On Reality and the Limits of Language Data: Aligning LLMs with Human Norms
This addresses the problem of grounding LLMs in reality for AI researchers, but it is incremental as it builds on existing work to identify specific limitations.
The paper investigated whether large language models (LLMs) can understand the physical world using only language data by comparing GPT-3 against human norms on a reasoning test, finding strengths in verbal relations like synonymy but weaknesses in areas like affordance and spatial relations.
Recent advancements in Large Language Models (LLMs) harness linguistic associations in vast natural language data for practical applications. However, their ability to understand the physical world using only language data remains a question. After reviewing existing protocols, we explore this question using a novel and tightly controlled reasoning test (ART) and compare human norms against versions of GPT-3. Our findings highlight the categories of common-sense relations models that could learn directly from data and areas of weakness.

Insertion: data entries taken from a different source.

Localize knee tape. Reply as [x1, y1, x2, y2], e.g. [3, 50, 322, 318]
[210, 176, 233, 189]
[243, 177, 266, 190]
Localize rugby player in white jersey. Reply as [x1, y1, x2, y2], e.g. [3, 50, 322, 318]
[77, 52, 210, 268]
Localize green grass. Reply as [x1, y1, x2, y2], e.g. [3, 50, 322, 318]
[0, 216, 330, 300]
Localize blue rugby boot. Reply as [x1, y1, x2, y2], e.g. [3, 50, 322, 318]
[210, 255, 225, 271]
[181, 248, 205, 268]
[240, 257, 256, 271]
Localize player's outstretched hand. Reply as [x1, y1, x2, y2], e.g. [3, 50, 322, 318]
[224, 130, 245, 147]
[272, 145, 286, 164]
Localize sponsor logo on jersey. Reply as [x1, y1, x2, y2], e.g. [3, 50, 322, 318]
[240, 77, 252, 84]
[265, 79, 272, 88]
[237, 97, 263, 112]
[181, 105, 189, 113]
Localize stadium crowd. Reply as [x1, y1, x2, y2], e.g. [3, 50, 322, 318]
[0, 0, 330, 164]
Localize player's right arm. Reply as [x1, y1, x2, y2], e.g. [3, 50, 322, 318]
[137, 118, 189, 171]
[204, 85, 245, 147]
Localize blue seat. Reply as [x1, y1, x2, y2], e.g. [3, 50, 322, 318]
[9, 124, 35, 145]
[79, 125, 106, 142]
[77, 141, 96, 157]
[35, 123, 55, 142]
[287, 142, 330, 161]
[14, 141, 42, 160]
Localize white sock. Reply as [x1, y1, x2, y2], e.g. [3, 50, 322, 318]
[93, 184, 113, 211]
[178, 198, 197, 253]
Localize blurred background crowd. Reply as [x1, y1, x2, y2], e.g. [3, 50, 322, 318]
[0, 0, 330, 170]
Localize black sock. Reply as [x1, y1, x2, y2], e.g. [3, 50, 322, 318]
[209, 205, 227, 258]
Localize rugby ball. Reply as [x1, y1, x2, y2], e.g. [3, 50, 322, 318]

GPT-3 offers evidence for verbal reasoning on a par with human subjects for several relations including Synonymy, Antonymy, and Default inheritance, Without reinforcement learning from human judgements, it appears GPT-3 performs at the lower end of the reference interval for Has-part and Contained-in. Weaknesses were observed also in affordance characteristics through Necessary-quality, Order-of-size and Order-of-intensity. Combining LLMs with symbolic world grounding is a promising direction to address associative learning.